On peut choisir notre personnage parmi huit personnages différents au départ. Ceux qu’on n’a pas choisis, on pourra les rencontrer dans le jeu et ils serviront à différentes choses. Il y en a qu’on peut rencontrer, d’autres qu’on ne rencontrera jamais. On peut en rencontrer un qu’on n’aime pas et le tuer, ou il peut se faire tuer. On le perd pour le reste du jeu. Ces personnages, on peut aller les voir pour obtenir des missions personnelles. Ils peuvent aussi proposer des façons différentes de faire nos missions. Et quand le joueur est dans le trouble, ils peuvent venir nous sortir d’une situation difficile. Nous pouvons faire la même chose pour eux. S’ils sont blessés par terre, ils peuvent être sauvés de la même manière.

Comment fonctionne le mode multijoueur?
Le multijoueur peut compter jusqu’à 16 joueurs et le jeu vient avec 14 cartes différentes. On a quatre modes de jeu. Il y a des modes standards comme le «Deathmatch» ou le «Team Deathmatch». On a le mode «Capture the Diamond», une variante de «Capture the Flag». Un quatrième mode de jeu est vraiment unique, le «Uprising». En équipe, il faut capturer des «control points», et seul le capitaine de l’équipe peut les capturer. Cela force une dynamique d’équipe. Une fois tous ces points capturés, il reste à trouver le capitaine de l’équipe adverse pour le tuer.

Qu’est-ce qui différencie l’intelligence artificielle de Far Cry 2 des jeux précédents?
On voulait pousser l’intelligence artificielle à un autre niveau, faire plus que des automates. Comme l’univers est vivant, il fallait qu’on donne une vie aux personnages qui l’habitent. Si on se cache en observant les ennemis, ils vont faire leur patrouille, dormir, manger, faire leurs exercices le matin en se réveillant. Pendant les combats, ils ne jouent pas seuls. Certains pourront essayer de distraire le joueur pendant que d’autres vont essayer de le coincer par l’arrière.

Beaucoup d’efforts ont aussi été mis dans l’éditeur de cartes. Qu’avez-vous cherché à réaliser?
On voulait livrer l’éditeur qui offrait le plus de potentiel, sans que ce soit difficile d’utilisation. Notre plus grand accomplissement de ce côté, c’est qu’on a rendu son utilisation assez facile pour que tout le monde soit capable de faire une belle carte en quelques minutes.

Et vous espérez aussi que la communauté en ligne permettra un meilleur partage des cartes.
Pour beaucoup de jeux qui offrent des éditeurs de cartes, le joueur qui essaie d’en télécharger une perd beaucoup de temps et se retrouve souvent avec des cartes inutiles.
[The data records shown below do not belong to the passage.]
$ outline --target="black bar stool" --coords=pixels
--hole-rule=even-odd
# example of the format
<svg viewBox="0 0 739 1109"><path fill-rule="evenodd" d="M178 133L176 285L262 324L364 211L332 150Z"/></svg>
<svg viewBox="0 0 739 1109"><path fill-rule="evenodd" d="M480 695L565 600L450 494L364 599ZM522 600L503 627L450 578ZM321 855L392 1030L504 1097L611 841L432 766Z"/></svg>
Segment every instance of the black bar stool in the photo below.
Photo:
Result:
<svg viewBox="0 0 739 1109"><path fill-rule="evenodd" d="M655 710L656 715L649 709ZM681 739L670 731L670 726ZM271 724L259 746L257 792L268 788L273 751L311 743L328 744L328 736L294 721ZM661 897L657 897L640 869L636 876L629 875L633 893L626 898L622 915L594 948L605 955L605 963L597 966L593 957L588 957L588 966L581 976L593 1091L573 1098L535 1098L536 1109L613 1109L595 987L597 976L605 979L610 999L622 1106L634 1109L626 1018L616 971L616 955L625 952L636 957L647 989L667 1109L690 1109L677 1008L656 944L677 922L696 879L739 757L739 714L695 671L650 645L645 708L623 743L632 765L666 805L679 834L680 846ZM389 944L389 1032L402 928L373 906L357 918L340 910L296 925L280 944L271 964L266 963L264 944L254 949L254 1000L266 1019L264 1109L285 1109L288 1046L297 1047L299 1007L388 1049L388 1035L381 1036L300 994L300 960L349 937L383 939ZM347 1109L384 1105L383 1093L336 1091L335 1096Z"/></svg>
C’est vraiment frustrant. Avec notre système de classement, chacun peut donner une note aux cartes. Si 200 personnes disent qu’une carte vaut 4 étoiles, il y a de bonnes chances que cette carte soit bonne!

En regardant le jeu maintenant, quelle est votre plus grande fierté?
Ce dont je suis super fier, c’est que nous avons vraiment réussi à créer un univers immersif. Quelqu’un peut vraiment s’y plonger, et on le transporte dans notre monde. Je pense qu’avec l’univers complexe et dynamique, on réussit vraiment à l’amener là où on le voulait.

Et pour la prochaine étape?
Un mode coop serait super cool et se prêterait super bien au jeu. Aussi, faire un mode multijoueur plus intégré, trouver une façon de faire un monde plus persistant. Que le conflit qu’on représente dans le jeu soit presque le mode multijoueur, un genre de conflit perpétuel.

Pourquoi ne pas avoir fait de mode coop cette fois?
C’est une question de temps. En trois ans et demi, nous avons bâti un moteur de jeu, créé un univers de 50 km2 et développé la technologie, surtout pour arriver à faire ça sur consoles. À un certain moment, il faut savoir arrêter, et savoir où laisser de la place pour la prochaine étape.